Göz ucuyla çalılıkların kenarından karşı yamaca ağan koyunlara baktı eski binbaşı. Arkasında dikilmiş çobana ilişti gözleri. Değneğinin sivri ucunu yere batırmış, diğer tarafını iki eli ile çenesinin altına destek yapmıştı. Boş boş etrafı seyrediyordu. İlkbahar, her yerden fışkıran çiçekler, kuş sesleri, aşağıda akan çeşmenin su şırıltısının sesi. Baktı, sarı İrecep’e baktı yetmişlik binbaşı. Amma da kıskanıyordu şu sarının gençliğini. Önünde harcanmamış tertemiz bir defteri vardı. Yaşanacak koca bir ömür. Hemen hemen herkes o defterle gelirdi dünyaya. Eşantiyon gibiydi. Bir zamanlar onun da vardı. Ne çabuk har vurup harman savuruvermişti yapraklarını. Sarı İrecep amma keyifli tüttürüyordu cıgarasını. Sırt üstü, asma yapraklarının gölgesindeki keçenin üzerine yatmıştı, sigarasından çektikçe berrak mavi gök yüzüne savuruyordu dumanını. Çakıllı taşlarla dolu bu çorak tarla ilk baharın berrak güneşinin ışıklarıyla yıkanıyordu. Gönlü bir hoş oldu binbaşının. Şu sarı çocuk farkına varmadan yarasına tuz basmıştı az önce. Ölüp gitmek tuhafına gidiyordu. İnsan ölür müydü hiç? Buraları bırakıp gitmek. İnsan her halükarda yaşamak istiyordu.

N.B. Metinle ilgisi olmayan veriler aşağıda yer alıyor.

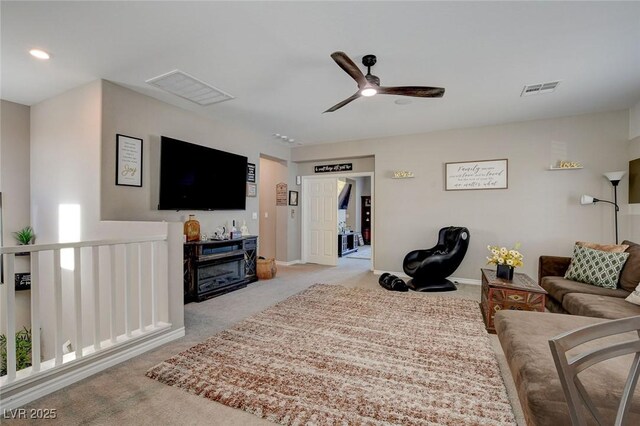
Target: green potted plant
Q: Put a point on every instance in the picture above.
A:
(25, 236)
(23, 350)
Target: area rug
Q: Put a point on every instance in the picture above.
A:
(332, 355)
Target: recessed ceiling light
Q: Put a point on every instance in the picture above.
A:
(402, 101)
(40, 54)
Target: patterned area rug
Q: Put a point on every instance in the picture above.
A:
(364, 252)
(333, 355)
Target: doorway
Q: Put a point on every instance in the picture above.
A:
(327, 225)
(272, 241)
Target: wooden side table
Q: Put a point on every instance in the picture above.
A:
(522, 293)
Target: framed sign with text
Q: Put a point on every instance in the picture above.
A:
(328, 168)
(128, 161)
(485, 174)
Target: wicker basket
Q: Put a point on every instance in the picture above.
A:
(266, 269)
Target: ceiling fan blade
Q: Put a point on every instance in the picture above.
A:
(417, 91)
(343, 103)
(349, 67)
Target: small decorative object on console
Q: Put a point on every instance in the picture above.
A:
(192, 229)
(505, 272)
(505, 260)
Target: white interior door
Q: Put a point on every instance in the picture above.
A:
(321, 221)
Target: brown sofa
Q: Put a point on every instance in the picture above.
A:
(524, 337)
(571, 297)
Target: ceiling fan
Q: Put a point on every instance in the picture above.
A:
(369, 85)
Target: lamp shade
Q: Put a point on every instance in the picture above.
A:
(615, 176)
(586, 199)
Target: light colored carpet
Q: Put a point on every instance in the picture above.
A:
(122, 395)
(334, 355)
(364, 252)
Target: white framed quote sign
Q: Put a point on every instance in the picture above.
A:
(128, 161)
(485, 174)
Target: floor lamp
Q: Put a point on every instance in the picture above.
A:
(614, 178)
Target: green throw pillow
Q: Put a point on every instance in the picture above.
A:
(596, 267)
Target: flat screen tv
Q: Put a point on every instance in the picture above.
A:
(195, 177)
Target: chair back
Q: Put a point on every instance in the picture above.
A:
(569, 366)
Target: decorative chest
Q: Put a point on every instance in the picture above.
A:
(521, 293)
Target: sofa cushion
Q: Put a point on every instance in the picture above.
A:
(597, 267)
(558, 287)
(593, 305)
(630, 275)
(524, 338)
(634, 297)
(615, 248)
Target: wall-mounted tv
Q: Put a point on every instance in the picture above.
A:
(195, 177)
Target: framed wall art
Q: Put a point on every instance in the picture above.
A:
(252, 190)
(469, 175)
(128, 161)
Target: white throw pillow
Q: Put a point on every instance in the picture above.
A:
(634, 297)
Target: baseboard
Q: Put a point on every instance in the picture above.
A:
(404, 276)
(293, 262)
(60, 379)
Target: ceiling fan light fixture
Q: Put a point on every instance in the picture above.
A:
(40, 54)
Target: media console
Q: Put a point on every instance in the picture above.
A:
(212, 267)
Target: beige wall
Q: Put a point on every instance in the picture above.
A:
(540, 208)
(14, 186)
(133, 114)
(634, 121)
(273, 219)
(66, 147)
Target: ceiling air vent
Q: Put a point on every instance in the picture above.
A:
(190, 88)
(539, 88)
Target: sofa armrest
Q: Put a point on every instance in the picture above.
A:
(554, 266)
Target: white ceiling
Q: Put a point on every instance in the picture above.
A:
(274, 58)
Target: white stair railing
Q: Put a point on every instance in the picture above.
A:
(125, 278)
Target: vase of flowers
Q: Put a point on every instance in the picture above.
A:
(505, 260)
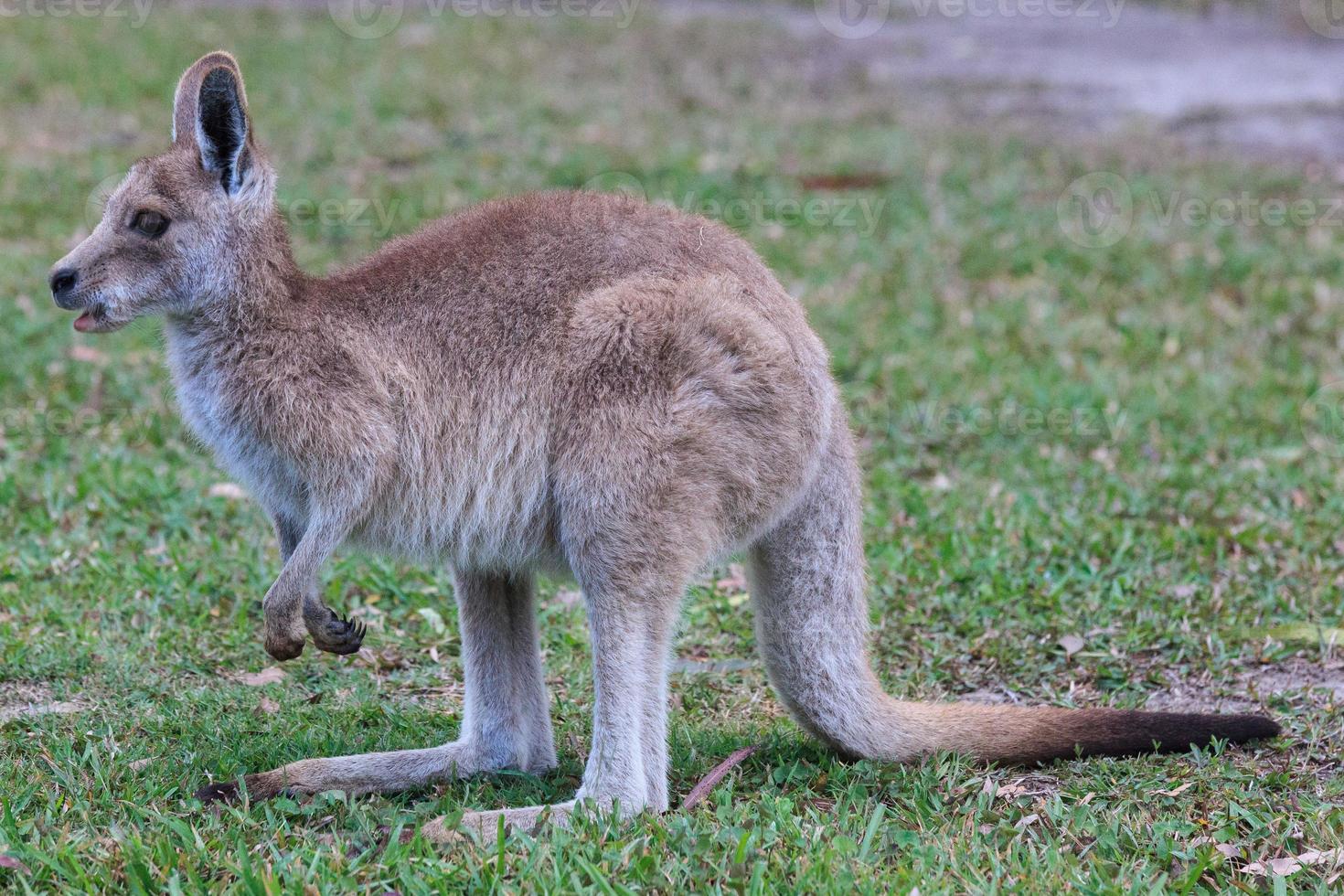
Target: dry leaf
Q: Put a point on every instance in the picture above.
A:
(10, 861)
(715, 775)
(258, 678)
(1176, 792)
(1072, 644)
(1290, 864)
(1227, 850)
(230, 491)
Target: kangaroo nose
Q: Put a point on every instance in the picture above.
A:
(62, 283)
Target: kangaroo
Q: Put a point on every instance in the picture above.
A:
(560, 382)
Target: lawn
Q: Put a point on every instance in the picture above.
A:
(1103, 468)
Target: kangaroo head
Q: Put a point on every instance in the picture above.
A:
(183, 228)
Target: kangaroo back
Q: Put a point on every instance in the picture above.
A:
(811, 615)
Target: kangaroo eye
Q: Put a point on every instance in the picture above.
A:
(149, 223)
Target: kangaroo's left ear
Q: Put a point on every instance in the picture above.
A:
(210, 112)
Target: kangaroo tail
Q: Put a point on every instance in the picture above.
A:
(811, 615)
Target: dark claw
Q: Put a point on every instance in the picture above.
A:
(339, 635)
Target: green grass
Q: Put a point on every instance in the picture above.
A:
(1144, 483)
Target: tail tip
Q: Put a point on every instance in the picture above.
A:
(1249, 727)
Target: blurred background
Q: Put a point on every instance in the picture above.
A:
(1078, 266)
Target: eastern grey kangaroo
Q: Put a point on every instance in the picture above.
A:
(566, 382)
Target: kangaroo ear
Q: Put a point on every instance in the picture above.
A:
(210, 112)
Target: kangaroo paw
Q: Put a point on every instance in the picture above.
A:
(334, 633)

Ah, yaşamak. Yaşlı da olsa, yüz, iki yüz, üç yüz, beş yüz, bin yaşına bile gelse, diğer gözü de görmese bile, bir tek nefes alsa da, insana yaşamak yaraşırdı. Aşağıda, ovada sis var. Tarlaları sabanlarla süren traktörler görünüyor. Traktörler sabanların aynasıyla toprağı kaldırdıkça, dumanlar fışkırıyor yukarıya doğru. Kış boyu karın, kışın, ayazın altında içerde kalmış toprak yüzeye çıktıkça selam veriyor sanki doğaya. Hayat sürekli deviniyordu. Binlerce, milyonlarca yıldır olduğu gibi. Milyonlarca yıl daha böyle hayat devinmeye, akmaya devam edip gidecekti.